When Breakfast presenter Jenny-May Clarkson was a kid, she felt as though life was “anything I wanted it to be”.

Speaking to the Ask Me Anything with Paula Bennett podcast, Clarkson said she wanted to be a Silver Fern, and was determined to get it, while not thinking too much about any potential barriers.

“I didn’t have a care in the world, there were no barriers to anything. Life was anything I wanted it to be.”

But, as it turns out, Clarkson said this feeling didn’t last as she grew older.

“Then of course, you get smashed a few times in life, and that whole up and down journey of ‘am I good enough?’ all of those sort of things, I didn’t think about that. As we don’t when we’re young.”

She said when she see’s a photo of her younger, more confident self, she will sometimes think “where is that girl? I want her back”.

“I have moments of being her, and then other moments of ‘this is hard’.”
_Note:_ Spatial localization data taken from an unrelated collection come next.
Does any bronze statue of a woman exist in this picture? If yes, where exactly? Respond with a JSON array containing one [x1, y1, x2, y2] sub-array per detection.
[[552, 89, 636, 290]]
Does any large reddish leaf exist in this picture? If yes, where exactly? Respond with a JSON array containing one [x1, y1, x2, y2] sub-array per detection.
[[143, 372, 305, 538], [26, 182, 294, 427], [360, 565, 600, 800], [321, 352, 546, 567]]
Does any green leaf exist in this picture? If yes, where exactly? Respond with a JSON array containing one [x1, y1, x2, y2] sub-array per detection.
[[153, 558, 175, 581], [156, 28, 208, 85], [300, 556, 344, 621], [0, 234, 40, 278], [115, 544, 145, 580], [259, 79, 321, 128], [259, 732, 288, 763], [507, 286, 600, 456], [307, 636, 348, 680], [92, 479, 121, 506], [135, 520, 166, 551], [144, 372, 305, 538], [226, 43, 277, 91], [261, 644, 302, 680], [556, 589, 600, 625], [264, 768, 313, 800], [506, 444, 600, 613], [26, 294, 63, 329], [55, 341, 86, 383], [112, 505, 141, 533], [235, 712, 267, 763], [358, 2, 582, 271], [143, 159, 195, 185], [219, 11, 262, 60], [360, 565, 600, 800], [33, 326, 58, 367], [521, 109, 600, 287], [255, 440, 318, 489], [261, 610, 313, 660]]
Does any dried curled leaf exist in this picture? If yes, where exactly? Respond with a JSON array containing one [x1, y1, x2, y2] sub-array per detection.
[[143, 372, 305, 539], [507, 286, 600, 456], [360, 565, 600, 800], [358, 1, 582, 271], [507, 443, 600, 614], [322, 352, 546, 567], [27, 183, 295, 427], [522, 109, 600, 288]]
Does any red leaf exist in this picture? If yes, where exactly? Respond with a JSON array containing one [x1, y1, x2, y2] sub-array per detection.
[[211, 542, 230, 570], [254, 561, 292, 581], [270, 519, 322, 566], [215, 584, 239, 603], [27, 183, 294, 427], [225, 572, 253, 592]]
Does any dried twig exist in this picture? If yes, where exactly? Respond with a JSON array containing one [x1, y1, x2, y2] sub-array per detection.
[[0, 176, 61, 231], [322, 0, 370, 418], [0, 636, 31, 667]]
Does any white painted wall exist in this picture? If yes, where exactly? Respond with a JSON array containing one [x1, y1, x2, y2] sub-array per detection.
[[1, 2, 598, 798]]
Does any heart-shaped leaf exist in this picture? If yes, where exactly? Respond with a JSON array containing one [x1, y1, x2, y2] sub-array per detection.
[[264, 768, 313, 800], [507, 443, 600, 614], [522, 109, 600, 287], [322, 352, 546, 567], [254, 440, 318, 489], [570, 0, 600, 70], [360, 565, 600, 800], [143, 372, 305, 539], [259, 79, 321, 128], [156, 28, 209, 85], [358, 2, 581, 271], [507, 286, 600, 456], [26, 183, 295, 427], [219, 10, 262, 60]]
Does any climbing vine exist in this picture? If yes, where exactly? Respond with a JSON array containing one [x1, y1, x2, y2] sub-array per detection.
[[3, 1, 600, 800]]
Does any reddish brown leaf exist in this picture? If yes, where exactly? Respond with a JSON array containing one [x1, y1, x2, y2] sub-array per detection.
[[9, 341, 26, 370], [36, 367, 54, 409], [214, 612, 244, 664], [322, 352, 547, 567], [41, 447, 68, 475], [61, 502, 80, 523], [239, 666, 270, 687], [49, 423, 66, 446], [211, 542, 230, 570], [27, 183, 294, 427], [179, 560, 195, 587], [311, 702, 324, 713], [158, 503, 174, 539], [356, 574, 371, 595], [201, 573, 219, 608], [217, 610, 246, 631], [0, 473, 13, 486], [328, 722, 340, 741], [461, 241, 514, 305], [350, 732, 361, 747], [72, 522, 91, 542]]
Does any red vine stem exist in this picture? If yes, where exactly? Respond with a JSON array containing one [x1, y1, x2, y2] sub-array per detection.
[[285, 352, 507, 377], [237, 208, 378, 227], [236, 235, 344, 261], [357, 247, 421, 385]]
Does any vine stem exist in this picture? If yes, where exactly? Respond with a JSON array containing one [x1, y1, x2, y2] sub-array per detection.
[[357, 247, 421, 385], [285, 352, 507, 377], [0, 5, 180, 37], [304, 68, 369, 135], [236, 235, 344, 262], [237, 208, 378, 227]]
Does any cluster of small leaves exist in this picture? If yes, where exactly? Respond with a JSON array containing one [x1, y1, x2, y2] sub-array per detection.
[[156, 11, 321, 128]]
Clarkson said some of those moments included losing her brothers, the early struggles of motherhood, and being dropped by the Silver Ferns.

“I had put everything into doing that, and to be rejected, was the hardest part. Then you stand back and you reflected on it and you go ‘oh OK, nobody else actually gave a sh*t’.

“It also taught me there’s other parts of me I need to reflect on, and it’s not just me the netballer – I had thrown all my eggs in one basket – and I forgot about all of the other parts, so it was a good reminder.”

Clarkson said on the podcast another pivotal moment was when someone had said to her “you look good”, and in her head, she said that it felt like it meant “I could look better”.

She added while she was sometimes training twice a day, she would only eat a fruit salad, tuna and crackers and a piece of chicken with a “handful of broccoli” in a day.

“It took a long time for it to take its toll, but when it did it was around selection time. I was running on empty, and it was my fault.”

When first working in television, Clarkson told Bennett she had the feeling of knowing “you’re going to be scrutinised”, but nowadays, she tries to not pay attention to criticism.

“Everything you do, everything you say, what your hair looks like – in the early days, I was very conscious of that, and would kind of try to be what I thought people wanted me to be, and nowadays I care less.”

However, she added she is “up and down in terms of confidence and you know, there’s not often a time where I don’t come out of an interview and go ‘why did I say that, why did I ask that question’ – but now it’s trying about me trying to be better.

“I’m not saying it doesn’t hit me from time to time, but [it is] less now.”